Laundry detergent ingredients which may be included in the washing and cleaning compositions of the present invention are alkali metal, ammonium and alkanolammonium salts of polyphosphates such as for example sodium tripolyphosphate; phosphonates such as 1-hydroxyethane-1,1-diphosphonate; citric acid and its soluble salts; carbonates (sodium carbonate); salts of polyacetic acids such as for example ethylenediaminetetraacetic acid and nitrilotriacetic acid; polycarboxylates based on acrylic acid and maleic acid; copolymers of maleic anhydride with ethylene or vinyl methyl ether; soil release polymers, especially soil release polyesters based on dicarboxylic acids and diols; cellulose ethers such as for example methylhydroxyethyl- and methylhydroxypropyl-celluloses; enzymes, especially proteases, lipases, cellulases and amylases, mannanases; gall soap; enzyme stabilizers, foam boosters, foam inhibitors, staining and/or corrosion control agents, emulsifiers (for example sorbitan monooleate), colorants, dye transfer inhibitors, fillers, optical brighteners, disinfectants, alkalis, hydrotropic compounds, antioxidants, perfumes, other solvents such as for example alcohols, glycols, glycerol, ethers, glycol ethers, ketones, esters, oligo- and polyalkylene glycols, terpenes, n-alkanes, isoalkanes, nitrogenous solvents such as N-methylpyrrolidone, solubilizers, antiredeposition agents, dispersants, processing aids, softeners and antistats and also bleaching agents.

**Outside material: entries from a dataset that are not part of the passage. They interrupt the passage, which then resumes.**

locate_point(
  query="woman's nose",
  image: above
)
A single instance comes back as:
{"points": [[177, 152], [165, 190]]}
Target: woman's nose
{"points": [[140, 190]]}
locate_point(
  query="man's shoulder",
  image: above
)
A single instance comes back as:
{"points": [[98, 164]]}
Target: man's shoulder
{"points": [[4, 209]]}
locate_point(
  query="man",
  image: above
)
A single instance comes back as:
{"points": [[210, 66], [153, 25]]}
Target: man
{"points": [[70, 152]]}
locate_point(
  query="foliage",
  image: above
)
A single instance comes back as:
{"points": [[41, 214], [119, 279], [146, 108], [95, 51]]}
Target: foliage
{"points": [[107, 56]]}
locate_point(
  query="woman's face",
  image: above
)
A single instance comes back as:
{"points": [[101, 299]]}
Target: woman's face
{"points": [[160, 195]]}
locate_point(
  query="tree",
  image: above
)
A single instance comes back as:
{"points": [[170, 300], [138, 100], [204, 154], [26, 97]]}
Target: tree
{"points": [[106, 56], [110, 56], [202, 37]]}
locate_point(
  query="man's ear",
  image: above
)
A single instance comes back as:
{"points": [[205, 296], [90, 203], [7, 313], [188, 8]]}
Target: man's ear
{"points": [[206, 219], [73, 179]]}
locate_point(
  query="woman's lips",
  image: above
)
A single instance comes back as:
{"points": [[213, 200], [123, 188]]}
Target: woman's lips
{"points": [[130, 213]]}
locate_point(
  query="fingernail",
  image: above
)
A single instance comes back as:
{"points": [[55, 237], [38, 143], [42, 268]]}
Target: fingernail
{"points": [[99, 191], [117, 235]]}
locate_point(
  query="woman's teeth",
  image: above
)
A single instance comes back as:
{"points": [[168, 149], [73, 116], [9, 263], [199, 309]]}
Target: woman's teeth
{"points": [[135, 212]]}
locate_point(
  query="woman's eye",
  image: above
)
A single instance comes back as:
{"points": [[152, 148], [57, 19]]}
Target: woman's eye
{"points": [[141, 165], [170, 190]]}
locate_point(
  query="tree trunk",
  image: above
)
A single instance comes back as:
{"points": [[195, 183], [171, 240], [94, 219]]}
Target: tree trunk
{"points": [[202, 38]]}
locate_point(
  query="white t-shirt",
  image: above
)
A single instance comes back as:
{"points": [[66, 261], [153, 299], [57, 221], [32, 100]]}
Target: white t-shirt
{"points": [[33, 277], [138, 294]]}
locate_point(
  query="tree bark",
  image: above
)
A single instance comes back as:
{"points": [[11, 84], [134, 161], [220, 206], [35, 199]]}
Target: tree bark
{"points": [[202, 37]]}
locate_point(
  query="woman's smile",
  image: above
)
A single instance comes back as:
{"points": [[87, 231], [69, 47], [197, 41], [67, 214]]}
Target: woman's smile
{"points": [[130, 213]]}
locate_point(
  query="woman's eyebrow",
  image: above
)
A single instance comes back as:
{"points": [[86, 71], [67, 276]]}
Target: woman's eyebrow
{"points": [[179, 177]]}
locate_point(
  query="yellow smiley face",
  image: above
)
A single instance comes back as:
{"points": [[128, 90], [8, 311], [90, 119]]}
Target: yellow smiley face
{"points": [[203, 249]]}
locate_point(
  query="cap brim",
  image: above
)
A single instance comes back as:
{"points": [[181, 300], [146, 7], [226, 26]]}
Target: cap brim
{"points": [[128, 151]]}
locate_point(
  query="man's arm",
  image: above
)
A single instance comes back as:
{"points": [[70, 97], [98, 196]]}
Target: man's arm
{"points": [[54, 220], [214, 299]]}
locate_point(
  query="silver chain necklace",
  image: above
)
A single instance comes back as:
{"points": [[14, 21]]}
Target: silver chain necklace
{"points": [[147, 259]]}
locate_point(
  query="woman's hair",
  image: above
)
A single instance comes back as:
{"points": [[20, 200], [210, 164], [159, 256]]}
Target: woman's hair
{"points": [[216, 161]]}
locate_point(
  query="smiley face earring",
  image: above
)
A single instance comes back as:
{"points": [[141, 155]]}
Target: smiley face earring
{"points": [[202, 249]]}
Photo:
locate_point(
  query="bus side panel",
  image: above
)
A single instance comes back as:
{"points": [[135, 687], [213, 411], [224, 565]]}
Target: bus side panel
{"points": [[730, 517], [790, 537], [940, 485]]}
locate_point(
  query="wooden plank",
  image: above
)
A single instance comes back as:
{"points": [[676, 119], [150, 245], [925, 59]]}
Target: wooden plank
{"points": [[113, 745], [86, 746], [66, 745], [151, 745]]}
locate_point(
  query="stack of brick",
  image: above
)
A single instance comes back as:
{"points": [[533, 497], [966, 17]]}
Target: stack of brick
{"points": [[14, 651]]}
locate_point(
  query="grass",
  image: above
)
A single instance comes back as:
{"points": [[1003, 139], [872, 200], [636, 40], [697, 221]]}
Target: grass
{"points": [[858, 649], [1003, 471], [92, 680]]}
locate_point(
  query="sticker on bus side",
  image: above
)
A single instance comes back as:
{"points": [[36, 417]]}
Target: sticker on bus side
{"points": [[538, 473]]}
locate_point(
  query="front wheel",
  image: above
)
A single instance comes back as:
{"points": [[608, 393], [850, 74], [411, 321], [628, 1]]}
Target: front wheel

The removal of a paraffin oil stain from cotton-polyester fabric with tetramethoxyethane compared with other solvents was investigated. The wfk 20A standard test fabric from the Wäschereiforschungsanstalt Krefeld laundry research institute was soiled with paraffin oil colored with the solvent dye Sudan Red. To simulate a stain spray or remover, the test fabric was then placed in tetramethoxyethane or the reference solvent for 10 min. The test fabric was subsequently removed and washed in a solvent-moist state with an aqueous wash liquor comprising the IEC-A standard laundry detergent (phosphate-free laundry detergent from Wäschereiforschungsanstalt Krefeld laundry research institute) at 40° C. for 30 min. The test fabric was rinsed with clear water, dried and then measured for whiteness as a measure for stain removal. The higher the whiteness, the better the removal of the red oily stain.
As well as the attained whiteness (reflectance), the color difference dE of the soiled and then washed fabric compared to the unsoiled fabric was likewise determined. The smaller the color difference dE, the lesser the residue of the colored paraffin oil on the fabric. Ideally, dE is equal to zero.